Во что верить? На что надеяться? Чем жить? Сопротивляются кулаки и подкулачники в деревне, вредители в городе, шпионы в армии. Да сколько же их должно быть, чтобы сотворить сбой в громадной государственной машине?! Он еще раз посмотрел на Нину. Она же приехала в Россию из другого мира вместе с отцом-эмигрантом. Она не понимает, что, может быть, только через кровь и очищение надо строить новое общество. А почему обязательно через кровь? Зачем нужно лучезарному завтра столько жертв?

– Что же делать? – потерянно переспросил он.

– Жить, – просто и односложно ответила Нина.

– Как?!

– Как жили. Все равно это наша страна. Куда ж мы от нее уйдем?

Они еще долго сидели, прижавшись друг к другу, точно жених и невеста, – два человека в клокочущем мире, где соединились правда и ложь, вера и безверие, порядочность и лесть, сила и слабость, счастье и горе, ум и глупость, любовь и ненависть… Они были малы и ничтожны в нем, но так же неистребимы, что в молекуле атомы. И оба подумали об одном и том же – если уж существует на свете правда, то за нее и надо бороться, как боролись со злом издавна на Руси от первых еретиков до истинных праведников.

4

Нина и Павел занимали десятиметровую комнату в доме интернационалистов на Полянке, зарабатывали около трехсот рублей, этих денег двоим вполне хватало. Единственное, в чем они испытывали нужду, было свободное время. К восьми часам они уезжали на службу, возвращались в девять-десять вечера, на примусе варили самую распространенную в те времена перловку, кипятили чай. После ужина освобождали стол от посуды, и каждый со своего края раскладывал свои бумаги. И так ежедневно, без выходных и отпусков. Павел как-то еще крепился, но слабенькая, хрупкая Нина понемногу начала сдавать. Пропал аппетит, появились головные боли. Почти силком Павел сводил ее к врачу. Тот поставил диагноз: переутомление, сердечная недостаточность. Краснея и заикаясь от непривычной ситуации, Павел попросил Ростовского походатайствовать перед начальством об отпуске для себя и Нины.

Двенадцать оплаченных дней полной свободы получили они. На поездку к югу не хватало времени да и денег. Решили просто сесть в поезд и сойти там, где понравится. Купили палатку, спальные мешки, удочки, запаслись крупой и консервами. Отъезжали с Савеловского вокзала. Погрузили вещи в вагон, заняли места у окна. Наконец дважды звякнул колокол, протяжно загудел паровоз, от вагона к вагону покатился лязг буферов – поезд тронулся. Павел взглянул на порозовевшую от волнения Нину:

– У нас говорят, с богом!

– С богом! – отозвалась Нина.

Поезд не успевал набрать скорости, останавливался у каждого столба. Он шел в Ленинград кружным путем через старые русские поселения – Икшу, Яхрому, Дмитров, Талдом, Кимры, Пестово, Бугодощь и Мгу. Мимо окон неторопливо плыли сырые хвойные леса, желтые березовые рощи. Почерневшие ветряные мельницы махали вслед дырявыми крыльями, точно старые птицы. Поблескивали тихие речки. Они струились между кудрявых ив, несли на себе опавшие листья. Было грустно от покосившихся домов, ветряков, дорог, заросших осотом и иван-чаем, – свидетелей некогда буйной жизни.
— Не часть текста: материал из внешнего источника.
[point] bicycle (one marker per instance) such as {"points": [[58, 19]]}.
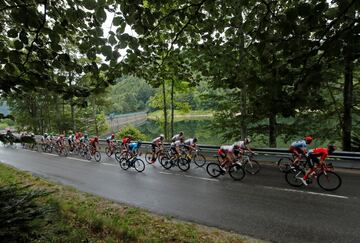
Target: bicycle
{"points": [[158, 155], [135, 162], [285, 163], [197, 158], [326, 178], [92, 152], [171, 160], [235, 170]]}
Перед Икшей сошли последние дачники, на облезлых лавках остались сидеть суровые старухи в черном и ласковые старики в валенках с высокими калошами из автомобильных камер, заросшие, как седые ежи. У Яхромы набилась стая молодых ткачих с местной фабрики, но и они скоро сошли. Вдаль убегали леса и покатые холмы. Поезд шел и шел неспеша проглатывая километр за километром.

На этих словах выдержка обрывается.